N-acétylcystéine pour l’intoxication au paracétamol : qui traiter et selon quel schéma optimal ? - 29/05/15
Résumé |
Introduction |
L’intoxication au paracétamol, médicament disponible dans tous les foyers, est l’une des plus fréquentes dans le monde et source persistante de décès toxiques. La N-acétylcystéine (NAC) en est l’antidote de référence. L’objectif de cette présentation est de faire un point sur les dernières modifications concernant les indications et modalités d’administration de la NAC, en se basant sur les recommandations des sociétés savantes internationales et les données originales publiées.
Résultats |
Selon les recommandations formalisées d’experts français publiées en 2006, la NAC est indiquée au cours des intoxications graves au paracétamol (dose supposée ingérée≥125mg/kg), confirmées par le dosage de paracétamol interprété sur le nomogramme de Rumack et Matthew (zones de toxicité possible ou probable). Plusieurs protocoles sont applicables chez l’adulte et l’enfant : par voie veineuse, 150mg/kg en 1h, suivie de 50mg/kg en 4h puis de 100mg/kg sur 16h et par voie orale, en l’absence de vomissements ou d’utilisation du charbon activé, 140mg/kg suivi de 70mg/kg/4h pendant 72h. L’effet protecteur est maximal si l’antidote est administré moins de 10h après l’ingestion. Le seuil de toxicité est abaissé en cas d’alcoolisme chronique, de malnutrition, de prise d’inducteurs enzymatiques du cytochrome P450, de prise répétée de paracétamol, de prise simultanée de triméthoprime/sulfaméthoxazole ou de zidovudine.
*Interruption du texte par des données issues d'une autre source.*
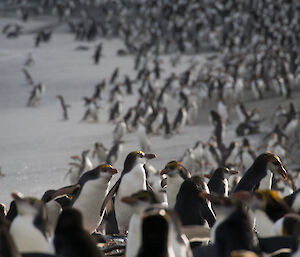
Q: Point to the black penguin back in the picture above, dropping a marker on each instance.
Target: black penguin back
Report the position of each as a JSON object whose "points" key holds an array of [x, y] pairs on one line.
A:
{"points": [[70, 239], [236, 233], [191, 209], [216, 183], [154, 237]]}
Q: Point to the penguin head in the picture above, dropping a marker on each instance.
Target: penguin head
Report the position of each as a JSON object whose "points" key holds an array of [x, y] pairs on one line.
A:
{"points": [[64, 192], [136, 157], [174, 168], [28, 206], [106, 171], [274, 164], [227, 172]]}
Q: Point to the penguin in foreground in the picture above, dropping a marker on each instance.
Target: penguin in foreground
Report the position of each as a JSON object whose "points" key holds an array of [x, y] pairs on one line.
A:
{"points": [[70, 238], [155, 236], [7, 244], [29, 229], [56, 200], [139, 202], [218, 182], [132, 179], [176, 175], [93, 189], [233, 232], [259, 175], [267, 207], [192, 209]]}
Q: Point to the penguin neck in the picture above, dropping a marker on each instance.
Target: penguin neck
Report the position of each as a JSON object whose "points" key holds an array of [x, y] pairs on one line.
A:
{"points": [[173, 186], [266, 182]]}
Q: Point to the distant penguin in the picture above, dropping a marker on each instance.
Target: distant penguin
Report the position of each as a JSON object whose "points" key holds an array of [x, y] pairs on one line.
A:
{"points": [[100, 151], [114, 152], [119, 131], [29, 229], [144, 141], [176, 175], [36, 95], [93, 189], [64, 107], [218, 182], [180, 119], [132, 179], [7, 245], [70, 237], [28, 76], [260, 174]]}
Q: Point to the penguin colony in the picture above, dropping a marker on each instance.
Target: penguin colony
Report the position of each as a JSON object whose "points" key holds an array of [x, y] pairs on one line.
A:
{"points": [[218, 198]]}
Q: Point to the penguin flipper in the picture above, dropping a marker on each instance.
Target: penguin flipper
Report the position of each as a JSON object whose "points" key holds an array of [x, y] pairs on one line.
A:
{"points": [[109, 196], [149, 187]]}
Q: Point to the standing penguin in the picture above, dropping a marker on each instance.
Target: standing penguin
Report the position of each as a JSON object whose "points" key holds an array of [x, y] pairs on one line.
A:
{"points": [[218, 182], [29, 229], [70, 238], [155, 236], [93, 189], [132, 179], [192, 209], [260, 174], [176, 175]]}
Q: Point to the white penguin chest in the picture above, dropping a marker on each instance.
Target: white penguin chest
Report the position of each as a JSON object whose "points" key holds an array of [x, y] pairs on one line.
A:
{"points": [[89, 202], [173, 186], [266, 182], [131, 182]]}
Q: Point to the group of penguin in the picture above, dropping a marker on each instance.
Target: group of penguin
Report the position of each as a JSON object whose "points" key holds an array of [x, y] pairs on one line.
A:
{"points": [[189, 216]]}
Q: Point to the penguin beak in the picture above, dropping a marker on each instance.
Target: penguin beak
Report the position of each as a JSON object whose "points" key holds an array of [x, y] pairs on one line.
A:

Si le patient est vu au-delà de 24h ou si des signes d’hépatite cytolytique sont déjà présents, la NAC à 300mg/kg/24h doit être administrée jusqu’à la guérison. Des réactions anaphylactoïdes peuvent survenir, surtout pendant l’administration de la dose de charge et chez l’asthmatique. Elles sont souvent liées à une administration trop rapide de la NAC. Récemment dans un essai randomisé, un schéma IV raccourci (100mg/kg de NAC en 2h suivi de 200mg/kg en 10h, soit 12h de perfusion) a permis une amélioration significative de la tolérance digestive et une réduction des réactions anaphylactoïdes. Il est aussi à noter que, bien que rarement utilisé en France, le schéma oral de 72h peut être réduit à environ 20h en toute sécurité. Curieusement, un essai ouvert récent a fait le choix de rallonger la durée de perfusion de NAC (140mg/kg en dose de charge puis 70mg/kg/4h pour 12 doses IV), afin de réduire tout risque d’hépatotoxicité qui pourrait persister.
La dose minimale de paracétamol justifiant l’admission à l’hôpital pour l’administration de NAC est discutée et varie selon les pays. Un autre débat concerne la hauteur de la ligne sur le nomogramme qui naît de la paracétamolémie à H4 imposant un traitement par NAC des patients intoxiqués, avec des recommandations variables selon les pays. Cette ligne se situe à 150mg/L en France, aux États-Unis, au Canada et en Australie, a été abaissée en 2012 à 100mg/L en Grande Bretagne et a carrément été supprimée aux Danemark. Plus cette ligne est basse et plus le nombre de patients traités et de ce fait la probabilité d’effets secondaires à la NAC augmentent. Plus cette ligne est élevée et plus le risque de ne pas traiter des sujets vulnérables à risque d’hépatotoxicité augmente, justifiant la politique du risque zéro adopté par le Danemark. Dans ce pays, tous les patients admis pour intoxication au paracétamol sont traités par la NAC selon le protocole de Prescott. La mesure de la paracétamolémie n’est utilisée que pour confirmer le diagnostic. Le nomogramme n’est jamais utilisé. Cependant, malgré l’augmentation observée des effets secondaires liés à la NAC et du coût de prise en charge des patients intoxiqués, le Danemark a persévéré dans cette voie, préférant apporter des modifications au protocole de traitement et créer des règles d’arrêt de la perfusion de NAC, pour en optimiser la tolérance.
Conclusion |
Les indications et modalités exactes d’administration de la NAC, même reconnue par tous comme antidote de référence des intoxications au paracétamol, restent un sujet de discussions scientifiques visant à trouver le meilleur équilibre entre nécessité de traiter tous les patients à risque d’hépatotoxicité et souhait de minimiser les effets secondaires. De nouveaux biomarqueurs et indices pronostiques d’hépatotoxicité pourraient dès lors trouver une place pour aider à résoudre ces débats.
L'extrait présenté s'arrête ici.